"Knowledge will forever govern ignorance"

--James Madison--

"The real division is not between conservatives and revolutionaries, but between authoritarians and libertarians"

--George Orwell--

Please Read This Before Killing Your Rich Uncle

A few days ago, I wrote about the temporary expiration of the Estate Tax.

Only 6 Months Left To Kill Your Rich Uncle

Since then, it has come to my attention that, for the first time ever, a US billionaire has died without his estate being subject to the tax.

Death, But No Taxes


Congress actually has until September to fix this so that 2010 doesn't end up being the most lucrative year ever for rich people to die.  If they do it, then I hope this guy's heirs put some money aside to pay it.

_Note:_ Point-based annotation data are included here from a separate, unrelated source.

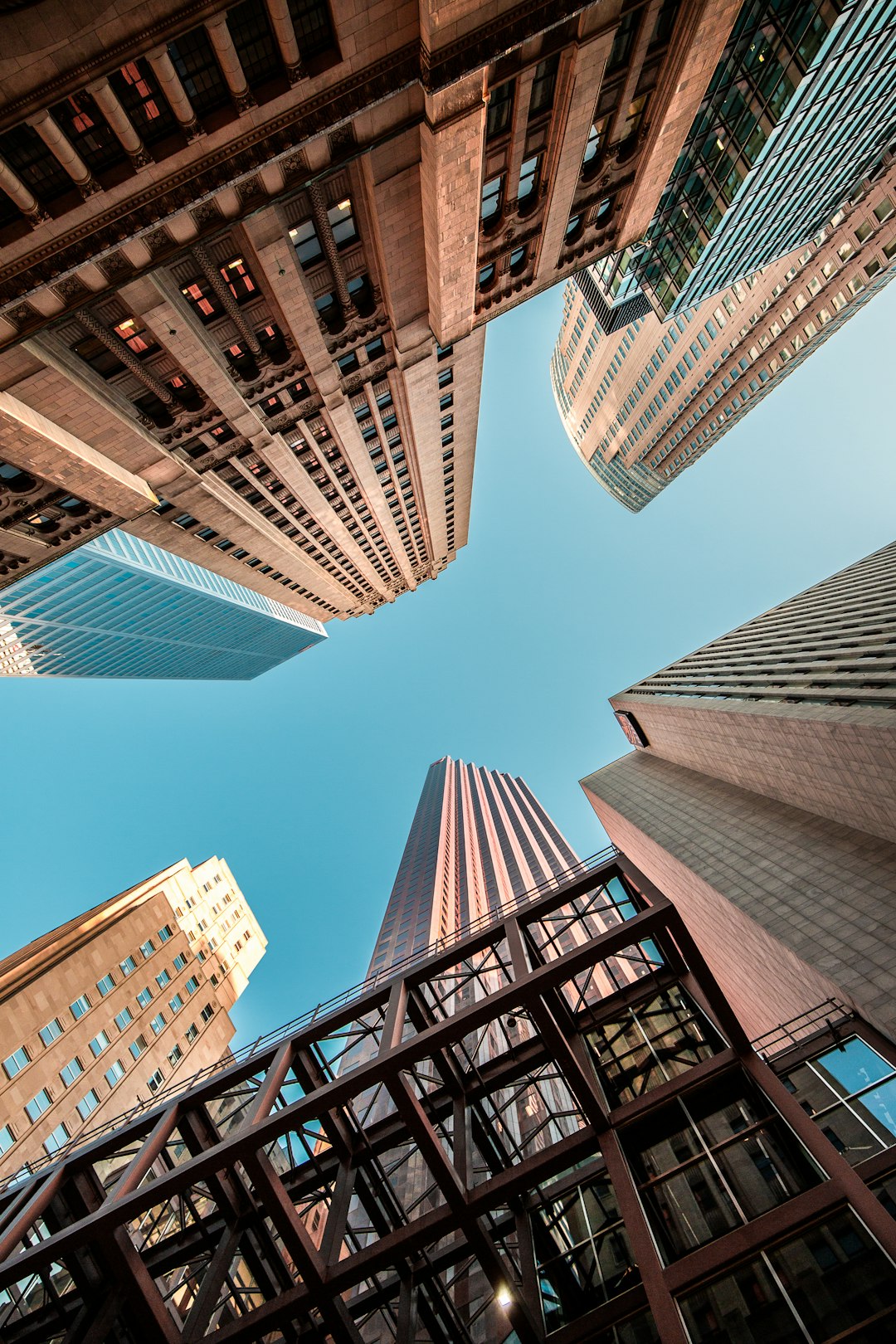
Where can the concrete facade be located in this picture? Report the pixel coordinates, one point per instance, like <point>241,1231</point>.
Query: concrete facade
<point>71,1010</point>
<point>247,258</point>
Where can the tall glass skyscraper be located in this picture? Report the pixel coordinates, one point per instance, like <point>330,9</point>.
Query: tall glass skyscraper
<point>479,840</point>
<point>123,608</point>
<point>800,110</point>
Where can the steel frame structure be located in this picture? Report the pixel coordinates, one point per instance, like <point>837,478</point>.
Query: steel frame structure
<point>371,1175</point>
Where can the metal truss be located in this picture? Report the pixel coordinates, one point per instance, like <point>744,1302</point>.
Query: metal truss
<point>371,1176</point>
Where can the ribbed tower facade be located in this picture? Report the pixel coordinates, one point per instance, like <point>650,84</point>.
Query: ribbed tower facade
<point>479,839</point>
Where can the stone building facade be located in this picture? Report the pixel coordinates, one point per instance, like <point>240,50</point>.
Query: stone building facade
<point>762,793</point>
<point>642,399</point>
<point>249,254</point>
<point>121,1001</point>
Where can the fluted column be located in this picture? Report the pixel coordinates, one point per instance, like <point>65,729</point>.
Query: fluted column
<point>19,194</point>
<point>65,152</point>
<point>212,275</point>
<point>121,124</point>
<point>281,22</point>
<point>173,90</point>
<point>229,61</point>
<point>125,353</point>
<point>328,242</point>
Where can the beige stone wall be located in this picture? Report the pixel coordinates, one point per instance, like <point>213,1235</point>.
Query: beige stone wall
<point>763,888</point>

But if  they don't the tax burden will be shifted even more to the middle class.  Why?  Because of "stepped up basis".

As something of a compensation for having an Estate Tax to begin with, Congress instituted the stepped up basis rules.  In a nutshell, this rule gives everybody a six month period during which they can sell off Grandpa's GE stock that he bought in 1943, or Grandma's million dollar house that she paid $20,000 dollars for 40 years ago, without recognizing any capital gain.  The basis (or cost) of the asset is whatever it was at the time of death or 6 months afterward, instead of what Grandpa actually paid for it back in 1943.  The law also allows you to  take long-term capital gains treatment (rates that are currently 0%  and 10 )for the asset, even though you may not have owned it for more than a year.

The theory behind this was that, since the asset had already been taxed, that the heirs shouldn't then have to pay more tax on the same asset when they sell it.  So, they provided a rule and a time window that lets you escape taxation on the sale of inherited assets.  Even better, this rule applied even if grandpa wasn't wealthy enough to have to pay the Estate Tax in the first place.

One positive of this is that it will actually increase tax collections, especially from the wealthy.  They'll still sell grandpa's stock so they can have the money instead, but now they'll have to pay income tax on the profits.

One big downside is that it will also affect the middle class greatly.  Grandma bought that house a long time ago, maybe now the area has become more desirable, and the house is worth many times what she paid for it back in 1970.  You sell the house, to split the money with your siblings.

You each get $250K from the sale, but you have to pay tax on it as ordinary income.  You didn't own the house for more than a year, your grandma did.  She only paid $20,000 for the house, so your basis is about $5000 or so.  The resulting gain could easily cost you $60K-$80K of income tax, even though you're not wealthy, and grandma's estate wouldn't have been taxable anyway.

All things considered, this is another example (along with rate reductions, lower rates for investment income, etc) of the horrid 2001 tax bill not only reducing rates across the board, but also underhandedly shifting much of the country's tax burden down the line to the middle class, and away from the wealthy.

Non-wealthy teabaggers need to think about this before just reflexively opposing the reinstatement of the Estate Tax.  While few of them will ever pay any Estate Tax, almost all of them pay income tax every year.  Many will end up paying more tax after their grandpa dies than they would have if the Estate Tax had still been in place.

Congress has until September to fix this.  If they don't, be sure to tell your conservative friends that the Republicans raised their taxes--again.